I like the luxury market because there are a usually a few big players (eg: richemont/swatch/rolex for watches, diageo/pernod-ricard for alcohol, LVMH for handbags plus everything). Luxury brands build a moat over time through enforcing pricing, controling the retail experience, and plastering advertisments everywhere. Do it consistiently for 5-10 years and you can become both exclusive and ubiquituous.

They key thing, I think, is never to 'cheapen' the brand by going on sale or diluting it, for example: Gucci holds sales every year, so is less of a luxury brand then LV. Armani is now everywhere, on casual clothing with Armani Exchange and Armani Jeans - unlike in the 90's, no one is going to say 'wow...Armani' anymore. These things increase earnings in the short term but damage the brand long term. If you dont follow all these brands, ask your wife!

You don't have to be interested in luxury goods to understand the industry, like you dont have to smoke to understand the cigarette industry. Luxury markets are dominated by a few big players, with some barriers to entry, and have zero innovation, and (for many people) fufill a basic psychological need. Where better to find buffet-like companies?

I agree totally with BlackCat and that's why having long-term focus is especially important for luxury goods. Luxury goods are priced as such as a result of their perceived exclusivity. Things go wrong when you start having discount, selling cheaper brands for the masses and e.t.c.

While many companies have to resort to cutting price to drive revenue, luxury good is one product where driving the price higher is instead beneficial to the company. Rolex is known to raise its price every year, creating the perception that it is a good investment as well.

I think one of the greatest joy of investing is that you know you will always learn something new each day. The best investment an investor can ever made is his personal education. I try to read widely so as to push my circle of competence wider.
Luxury good is one seems out of reach for me, and luckily for my wife too Tongue

Since there is no direct experience, luxury good retailer is out of scope in my investment for the time being. Big Grin

But the postings serve as interesting read anyway
“夏则资皮,冬则资纱,旱则资船,水则资车” - 范蠡
Rolex price control is so KIASU that you find you can't buy a Rolex at the shops of out-going flight terminals of airports round the world where no GST or Sale Tax needs to be paid. Of course you can buy from unauthorised dealers if you dare to take the risk. Not me.TongueBig Grin

1) Rule # 1, do not lose money.
2) Rule # 2, refer to # 1.
3) Not until you can manage your emotions, you can manage your money.

Truism of Investments.
A) Buying a security is buying RISK not Return
B) You can control RISK (to a certain level, hopefully only.) But definitely not the outcome of the Return.
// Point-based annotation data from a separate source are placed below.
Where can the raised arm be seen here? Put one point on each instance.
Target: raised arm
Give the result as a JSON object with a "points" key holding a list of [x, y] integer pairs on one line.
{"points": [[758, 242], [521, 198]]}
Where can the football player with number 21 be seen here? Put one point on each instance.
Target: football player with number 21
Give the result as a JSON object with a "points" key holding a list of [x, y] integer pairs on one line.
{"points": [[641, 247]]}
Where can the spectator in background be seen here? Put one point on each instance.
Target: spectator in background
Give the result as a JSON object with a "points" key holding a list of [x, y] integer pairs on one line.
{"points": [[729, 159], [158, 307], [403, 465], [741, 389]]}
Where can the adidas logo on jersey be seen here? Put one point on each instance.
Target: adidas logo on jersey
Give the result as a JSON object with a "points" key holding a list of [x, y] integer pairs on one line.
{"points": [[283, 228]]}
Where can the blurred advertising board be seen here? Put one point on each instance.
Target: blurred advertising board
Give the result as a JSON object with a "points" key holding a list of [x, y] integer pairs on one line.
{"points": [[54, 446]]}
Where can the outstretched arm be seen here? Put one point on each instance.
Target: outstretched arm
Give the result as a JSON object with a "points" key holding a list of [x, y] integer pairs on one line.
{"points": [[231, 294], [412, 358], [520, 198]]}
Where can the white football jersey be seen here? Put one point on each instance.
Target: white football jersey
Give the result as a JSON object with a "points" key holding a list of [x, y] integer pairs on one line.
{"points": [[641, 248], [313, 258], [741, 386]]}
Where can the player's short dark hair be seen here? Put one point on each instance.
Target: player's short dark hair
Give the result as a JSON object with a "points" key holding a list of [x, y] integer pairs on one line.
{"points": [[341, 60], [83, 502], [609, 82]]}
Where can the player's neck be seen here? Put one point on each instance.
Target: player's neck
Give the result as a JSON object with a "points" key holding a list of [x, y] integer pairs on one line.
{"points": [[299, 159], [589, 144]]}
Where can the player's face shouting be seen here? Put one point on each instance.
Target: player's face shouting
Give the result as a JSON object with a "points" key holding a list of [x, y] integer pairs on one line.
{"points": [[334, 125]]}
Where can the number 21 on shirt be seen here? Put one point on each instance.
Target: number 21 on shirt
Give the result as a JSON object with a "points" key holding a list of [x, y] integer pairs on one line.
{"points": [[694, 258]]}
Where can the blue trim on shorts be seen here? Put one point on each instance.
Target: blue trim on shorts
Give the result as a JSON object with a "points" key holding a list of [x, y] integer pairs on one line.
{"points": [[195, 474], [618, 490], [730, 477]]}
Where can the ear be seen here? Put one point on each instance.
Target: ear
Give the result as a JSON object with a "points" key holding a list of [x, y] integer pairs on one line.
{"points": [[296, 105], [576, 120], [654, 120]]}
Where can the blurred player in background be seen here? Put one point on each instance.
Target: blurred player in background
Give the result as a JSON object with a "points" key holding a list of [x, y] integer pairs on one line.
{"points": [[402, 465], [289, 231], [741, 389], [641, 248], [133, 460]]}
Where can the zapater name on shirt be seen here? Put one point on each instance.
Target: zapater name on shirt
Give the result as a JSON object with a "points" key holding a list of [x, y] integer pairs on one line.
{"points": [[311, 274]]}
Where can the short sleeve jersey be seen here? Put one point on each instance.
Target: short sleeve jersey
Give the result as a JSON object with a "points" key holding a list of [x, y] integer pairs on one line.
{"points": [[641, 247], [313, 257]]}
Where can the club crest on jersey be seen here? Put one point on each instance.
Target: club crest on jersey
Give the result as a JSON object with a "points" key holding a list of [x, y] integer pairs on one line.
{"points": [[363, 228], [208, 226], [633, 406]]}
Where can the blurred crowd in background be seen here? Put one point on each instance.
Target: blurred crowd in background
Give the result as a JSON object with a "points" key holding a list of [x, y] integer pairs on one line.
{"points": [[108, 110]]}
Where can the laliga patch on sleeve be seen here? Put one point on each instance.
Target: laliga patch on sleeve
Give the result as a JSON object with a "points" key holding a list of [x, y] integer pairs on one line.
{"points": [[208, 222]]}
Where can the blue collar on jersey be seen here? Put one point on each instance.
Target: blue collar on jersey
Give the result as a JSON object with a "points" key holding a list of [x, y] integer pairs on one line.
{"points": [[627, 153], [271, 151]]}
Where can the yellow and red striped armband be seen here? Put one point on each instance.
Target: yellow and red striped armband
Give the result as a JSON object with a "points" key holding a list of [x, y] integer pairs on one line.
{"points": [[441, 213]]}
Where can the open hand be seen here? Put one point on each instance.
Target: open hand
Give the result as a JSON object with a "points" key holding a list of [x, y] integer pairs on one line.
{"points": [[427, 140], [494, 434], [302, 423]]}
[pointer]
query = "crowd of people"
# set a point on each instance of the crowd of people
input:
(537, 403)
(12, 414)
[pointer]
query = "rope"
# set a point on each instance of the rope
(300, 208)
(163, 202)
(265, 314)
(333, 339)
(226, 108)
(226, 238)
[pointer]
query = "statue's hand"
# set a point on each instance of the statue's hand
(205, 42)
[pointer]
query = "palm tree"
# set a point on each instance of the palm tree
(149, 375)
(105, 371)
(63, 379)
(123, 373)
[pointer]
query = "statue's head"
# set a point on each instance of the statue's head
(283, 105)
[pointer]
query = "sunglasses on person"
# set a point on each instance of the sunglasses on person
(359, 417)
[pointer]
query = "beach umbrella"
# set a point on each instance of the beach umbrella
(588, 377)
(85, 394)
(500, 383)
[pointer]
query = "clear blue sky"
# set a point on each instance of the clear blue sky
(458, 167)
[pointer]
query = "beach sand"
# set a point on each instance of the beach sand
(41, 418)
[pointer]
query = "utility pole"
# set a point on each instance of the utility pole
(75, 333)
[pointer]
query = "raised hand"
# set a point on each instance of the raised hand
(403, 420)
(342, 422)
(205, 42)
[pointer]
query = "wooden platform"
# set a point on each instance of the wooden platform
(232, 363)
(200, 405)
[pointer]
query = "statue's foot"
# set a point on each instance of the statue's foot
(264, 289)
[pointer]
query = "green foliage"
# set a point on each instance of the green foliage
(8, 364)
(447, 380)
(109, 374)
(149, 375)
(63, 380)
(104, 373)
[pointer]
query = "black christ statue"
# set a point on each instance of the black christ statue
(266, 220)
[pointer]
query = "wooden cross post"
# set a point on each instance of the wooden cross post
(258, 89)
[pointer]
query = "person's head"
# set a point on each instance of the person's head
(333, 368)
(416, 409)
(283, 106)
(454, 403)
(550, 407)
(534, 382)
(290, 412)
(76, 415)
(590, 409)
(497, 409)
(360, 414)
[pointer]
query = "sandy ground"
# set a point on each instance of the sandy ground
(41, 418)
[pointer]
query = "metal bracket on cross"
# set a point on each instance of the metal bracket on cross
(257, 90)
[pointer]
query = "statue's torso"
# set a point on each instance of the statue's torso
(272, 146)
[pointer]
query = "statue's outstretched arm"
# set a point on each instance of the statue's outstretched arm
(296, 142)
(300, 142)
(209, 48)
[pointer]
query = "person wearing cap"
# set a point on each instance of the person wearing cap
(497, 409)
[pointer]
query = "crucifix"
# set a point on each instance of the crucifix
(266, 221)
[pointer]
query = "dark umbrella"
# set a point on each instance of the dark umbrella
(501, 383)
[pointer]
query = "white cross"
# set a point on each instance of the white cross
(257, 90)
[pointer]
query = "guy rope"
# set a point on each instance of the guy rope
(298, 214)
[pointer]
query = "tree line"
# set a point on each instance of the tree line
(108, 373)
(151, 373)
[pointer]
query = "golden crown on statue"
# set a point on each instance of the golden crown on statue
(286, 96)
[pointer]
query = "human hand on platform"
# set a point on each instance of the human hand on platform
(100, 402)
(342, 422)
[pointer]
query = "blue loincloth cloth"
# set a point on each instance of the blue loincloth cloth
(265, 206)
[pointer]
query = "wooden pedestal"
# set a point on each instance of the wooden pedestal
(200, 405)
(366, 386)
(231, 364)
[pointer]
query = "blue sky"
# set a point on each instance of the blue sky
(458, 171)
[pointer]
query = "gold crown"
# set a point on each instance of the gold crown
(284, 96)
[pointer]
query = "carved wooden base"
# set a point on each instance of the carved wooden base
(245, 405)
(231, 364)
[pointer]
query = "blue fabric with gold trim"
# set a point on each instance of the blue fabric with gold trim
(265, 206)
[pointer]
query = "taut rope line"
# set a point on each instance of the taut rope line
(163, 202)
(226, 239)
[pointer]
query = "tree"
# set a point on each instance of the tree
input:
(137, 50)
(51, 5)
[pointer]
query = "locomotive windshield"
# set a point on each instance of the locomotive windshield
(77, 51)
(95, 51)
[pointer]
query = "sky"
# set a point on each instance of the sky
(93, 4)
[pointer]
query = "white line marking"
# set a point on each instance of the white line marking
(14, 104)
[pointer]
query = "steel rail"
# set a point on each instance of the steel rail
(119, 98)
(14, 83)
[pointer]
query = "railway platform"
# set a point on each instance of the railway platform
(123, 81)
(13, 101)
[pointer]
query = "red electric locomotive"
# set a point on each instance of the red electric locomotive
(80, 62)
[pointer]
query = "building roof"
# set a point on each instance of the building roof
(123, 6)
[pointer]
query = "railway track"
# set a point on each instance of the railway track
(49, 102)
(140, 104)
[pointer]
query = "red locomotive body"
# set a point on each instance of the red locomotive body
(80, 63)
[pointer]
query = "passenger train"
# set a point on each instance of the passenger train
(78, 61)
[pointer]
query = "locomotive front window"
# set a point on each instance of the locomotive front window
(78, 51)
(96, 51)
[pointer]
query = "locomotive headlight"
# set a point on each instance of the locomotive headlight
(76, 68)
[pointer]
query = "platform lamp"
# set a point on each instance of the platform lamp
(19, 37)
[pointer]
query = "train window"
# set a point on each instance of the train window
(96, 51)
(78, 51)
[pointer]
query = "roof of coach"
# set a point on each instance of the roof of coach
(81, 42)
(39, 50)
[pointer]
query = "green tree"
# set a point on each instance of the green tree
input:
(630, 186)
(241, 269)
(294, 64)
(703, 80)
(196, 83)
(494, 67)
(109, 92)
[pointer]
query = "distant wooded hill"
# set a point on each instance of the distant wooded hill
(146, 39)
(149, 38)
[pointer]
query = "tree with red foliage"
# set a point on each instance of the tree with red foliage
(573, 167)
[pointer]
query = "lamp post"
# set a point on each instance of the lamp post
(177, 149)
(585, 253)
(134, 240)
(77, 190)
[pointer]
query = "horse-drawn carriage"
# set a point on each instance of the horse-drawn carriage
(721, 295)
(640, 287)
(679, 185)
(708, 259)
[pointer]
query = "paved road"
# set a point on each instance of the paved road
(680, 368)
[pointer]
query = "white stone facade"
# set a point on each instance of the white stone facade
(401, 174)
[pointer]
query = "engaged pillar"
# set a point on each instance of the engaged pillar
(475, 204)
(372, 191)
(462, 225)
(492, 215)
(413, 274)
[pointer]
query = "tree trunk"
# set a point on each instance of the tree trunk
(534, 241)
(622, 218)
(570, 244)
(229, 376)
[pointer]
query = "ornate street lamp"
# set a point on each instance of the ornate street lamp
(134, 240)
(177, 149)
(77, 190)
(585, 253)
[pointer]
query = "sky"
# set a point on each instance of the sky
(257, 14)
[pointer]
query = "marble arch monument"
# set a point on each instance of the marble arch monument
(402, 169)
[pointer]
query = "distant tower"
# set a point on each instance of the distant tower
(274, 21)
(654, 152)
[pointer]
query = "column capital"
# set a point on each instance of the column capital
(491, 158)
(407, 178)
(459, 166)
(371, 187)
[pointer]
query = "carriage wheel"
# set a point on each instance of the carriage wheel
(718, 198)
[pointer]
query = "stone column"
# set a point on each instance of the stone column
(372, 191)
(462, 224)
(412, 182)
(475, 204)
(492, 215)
My signature is meant for psychoing myself. No offence to anyone. i am trying not to lose money unnecessary anymore.
There is an article on The ST today on luxury product, titled "The Biology of Luxury". It serves as an interesting read.
“夏则资皮,冬则资纱,旱则资船,水则资车” - 范蠡
As we evolve beyond Buffet's 1 liners, each of us start to have our own customized appreciation of "circle of competence". Staying within the circle of competence and expanding it are both critical towards our investing journey. It is about been brutally honest to define where your competence is, and intellectually humble/curious to keep expanding it.

Circle Of Competence

As I continued to invest I noticed the importance of quality, both in businesses and in management teams, and have become willing to pay more, up to a point, for high quality companies. Conversely, I noticed that many cheap stocks are really cheap for a reason, or have futures that are far worse than their past financial histories would suggest. This has caused me to broaden my circle of competence and evolve my process over a period of years to the point that I am as comfortable today in assessing intangible qualities of a business as I was in my original, much narrower, circle in my earlier days.